In a forthcoming research report done for the Massachusetts Society of Professors along with PHENOM (Public Higher Education Network of Massachusetts), I noticed that Massachusetts still had a particularly thriving private sector (though with somewhat alarming student debt levels) and relatively mediocre support for public institutions. Even with just this vague pattern emerging, it seems like the crowding out dynamic might still play a role in determining state investment in higher education.

Thinking about it further, it makes sense that within state public finance, a distributional conflict could emerge between public and private institutions over the public resources dedicated to higher education. Private institutions are in favor of keeping their tax-exempt non-profit status, increasing state funded grant aid, and receiving other grants and subsidies from the state. Public institutions are concerned with resisting budget cuts and moreover increasing direct state appropriations to fund public colleges and universities. With a fixed pot, and trends towards austerity, a conflict (in the economic sense) inevitably emerges.

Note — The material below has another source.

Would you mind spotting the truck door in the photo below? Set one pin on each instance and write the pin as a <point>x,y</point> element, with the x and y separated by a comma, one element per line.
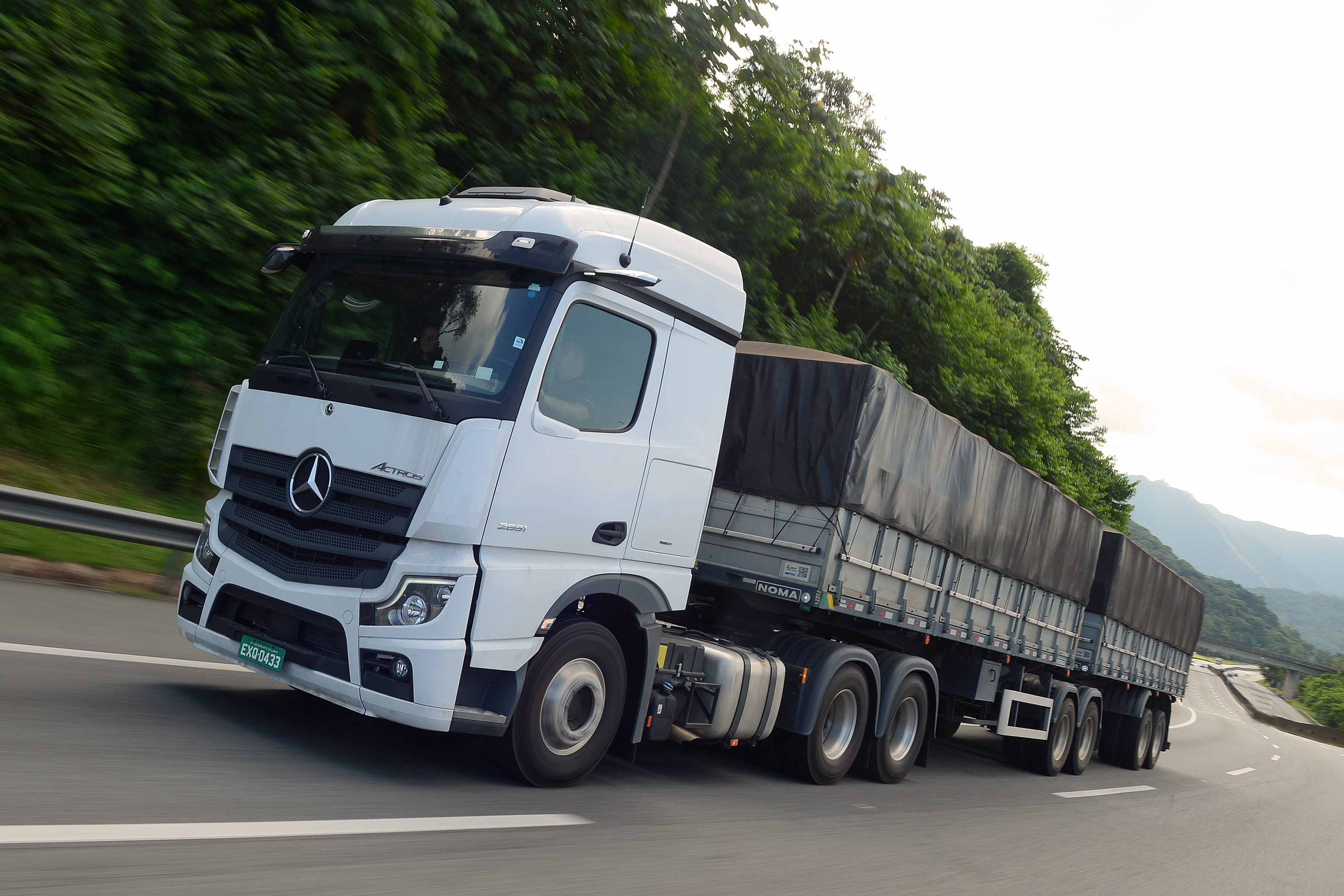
<point>576,460</point>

Gathering some preliminary data from Grapevine and the NCES’s 2013 Digest of Educational Statistics, I decided to make a scatter plot of the concentration of private sector enrollment (enrollment at private non-profit four-year institutions/enrollment at private and public four-year institutions, excluding for-profits) and state fiscal support for higher education in per capita terms (constant dollars).

scatter

At looks like, in at least 2013, there’s some relationship between the concentration of private institutions and relatively low expenditures on higher education at the state level. I think the relationship might look even more interesting though over a longer time horizon, and accounting for other state level differences.